Christian Scientists are among those that teach that evil is an illusion. The movement’s founder, Mary Baker Eddy, wrote, “Sin, disease, whatever seems real to material sense, is unreal.” Suffering, on this view, may appear to surround us, but this only an appearance.

It is difficult, however, to dismiss all evil as illusory. If it appears to me that I am racked with disease, but that appearance is merely illusory, then it is nevertheless a painful illusion. Even if the disease is no evil because it does not exist, the appearance of disease remains an evil. Objective suffering may, perhaps, coherently be dismissed as illusory, but subjective suffering cannot be.

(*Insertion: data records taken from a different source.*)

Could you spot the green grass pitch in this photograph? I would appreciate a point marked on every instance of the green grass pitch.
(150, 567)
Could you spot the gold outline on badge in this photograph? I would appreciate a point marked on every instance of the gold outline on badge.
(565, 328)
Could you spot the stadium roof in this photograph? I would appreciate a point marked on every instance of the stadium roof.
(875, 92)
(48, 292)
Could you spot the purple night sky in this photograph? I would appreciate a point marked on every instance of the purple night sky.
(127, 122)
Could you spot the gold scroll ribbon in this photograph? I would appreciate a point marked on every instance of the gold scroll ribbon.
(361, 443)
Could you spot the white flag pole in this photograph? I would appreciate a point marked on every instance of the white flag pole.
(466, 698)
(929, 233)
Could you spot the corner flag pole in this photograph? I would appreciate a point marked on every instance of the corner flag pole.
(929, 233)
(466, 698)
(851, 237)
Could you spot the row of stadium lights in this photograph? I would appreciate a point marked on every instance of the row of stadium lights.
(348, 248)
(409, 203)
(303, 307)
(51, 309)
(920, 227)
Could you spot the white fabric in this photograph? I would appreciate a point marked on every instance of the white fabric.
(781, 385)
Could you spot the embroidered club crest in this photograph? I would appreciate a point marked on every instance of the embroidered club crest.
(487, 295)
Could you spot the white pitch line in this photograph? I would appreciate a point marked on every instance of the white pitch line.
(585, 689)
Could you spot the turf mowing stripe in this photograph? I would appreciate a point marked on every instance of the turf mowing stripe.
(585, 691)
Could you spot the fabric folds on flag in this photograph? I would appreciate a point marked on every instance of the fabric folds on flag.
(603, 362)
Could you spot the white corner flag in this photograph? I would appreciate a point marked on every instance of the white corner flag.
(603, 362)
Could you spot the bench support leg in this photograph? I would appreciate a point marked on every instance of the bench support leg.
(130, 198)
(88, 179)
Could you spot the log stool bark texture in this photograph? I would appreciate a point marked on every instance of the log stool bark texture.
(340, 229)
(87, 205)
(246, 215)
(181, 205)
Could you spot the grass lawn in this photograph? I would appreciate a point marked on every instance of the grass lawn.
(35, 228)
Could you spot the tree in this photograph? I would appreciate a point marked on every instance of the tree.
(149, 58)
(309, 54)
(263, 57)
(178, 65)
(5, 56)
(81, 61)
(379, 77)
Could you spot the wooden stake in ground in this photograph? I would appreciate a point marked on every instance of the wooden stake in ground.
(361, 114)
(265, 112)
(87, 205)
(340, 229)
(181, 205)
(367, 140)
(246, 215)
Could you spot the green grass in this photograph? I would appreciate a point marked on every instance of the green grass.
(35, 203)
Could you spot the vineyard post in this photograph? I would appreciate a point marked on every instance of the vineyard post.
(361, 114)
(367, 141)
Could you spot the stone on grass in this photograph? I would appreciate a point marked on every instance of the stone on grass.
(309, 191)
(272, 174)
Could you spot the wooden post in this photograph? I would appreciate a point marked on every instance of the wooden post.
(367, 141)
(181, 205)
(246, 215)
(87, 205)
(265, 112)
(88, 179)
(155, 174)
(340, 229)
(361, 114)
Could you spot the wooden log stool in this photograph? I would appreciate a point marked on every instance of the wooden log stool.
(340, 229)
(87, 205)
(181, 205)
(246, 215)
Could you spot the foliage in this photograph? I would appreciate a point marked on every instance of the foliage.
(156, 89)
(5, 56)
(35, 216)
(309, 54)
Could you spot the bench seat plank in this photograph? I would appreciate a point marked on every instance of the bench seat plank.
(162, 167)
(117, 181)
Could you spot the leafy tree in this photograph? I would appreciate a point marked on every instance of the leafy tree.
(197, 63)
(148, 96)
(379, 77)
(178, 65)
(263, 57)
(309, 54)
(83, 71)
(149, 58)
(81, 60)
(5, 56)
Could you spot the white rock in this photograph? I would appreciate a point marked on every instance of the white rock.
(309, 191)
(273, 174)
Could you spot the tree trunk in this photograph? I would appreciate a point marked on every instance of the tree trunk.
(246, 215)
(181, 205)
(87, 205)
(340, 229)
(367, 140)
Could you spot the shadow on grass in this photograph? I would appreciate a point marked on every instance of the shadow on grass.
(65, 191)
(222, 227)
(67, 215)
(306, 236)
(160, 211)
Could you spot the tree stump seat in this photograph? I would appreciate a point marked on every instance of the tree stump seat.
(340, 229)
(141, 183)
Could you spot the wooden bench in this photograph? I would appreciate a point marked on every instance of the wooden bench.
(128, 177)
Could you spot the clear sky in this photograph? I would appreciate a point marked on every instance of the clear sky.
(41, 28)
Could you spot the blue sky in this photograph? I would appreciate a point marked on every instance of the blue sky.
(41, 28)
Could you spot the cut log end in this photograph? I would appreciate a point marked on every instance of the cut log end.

Far more promising than the dismissal of evil as illusory is the Augustinian and Thomist view that it is nothing more than a privation of good. According to this view, evil is not a positive thing that is out there in the world, but merely an absence of good. God therefore cannot be blamed for bringing evil into existence; evil is not a thing and so was not brought into existence. The idea that the world contains evil (i.e. certain privations of good) can thus be reconciled with the idea that it was created by a God who would not create evil; it is only the good in the world that was created, the bad is merely an absence of good.

Even if this account of evil were accepted, however, it would not completely resolve the problem of evil. For it may still be asked why God neglected to create those goods that are found to be lacking in the world. Even if evil is simply an absence of good, there is a tension between this absence of good and the existence of a Creator that knows how to, is able to, and wants to create all goods. The problem of evil, then, in some form at least persists.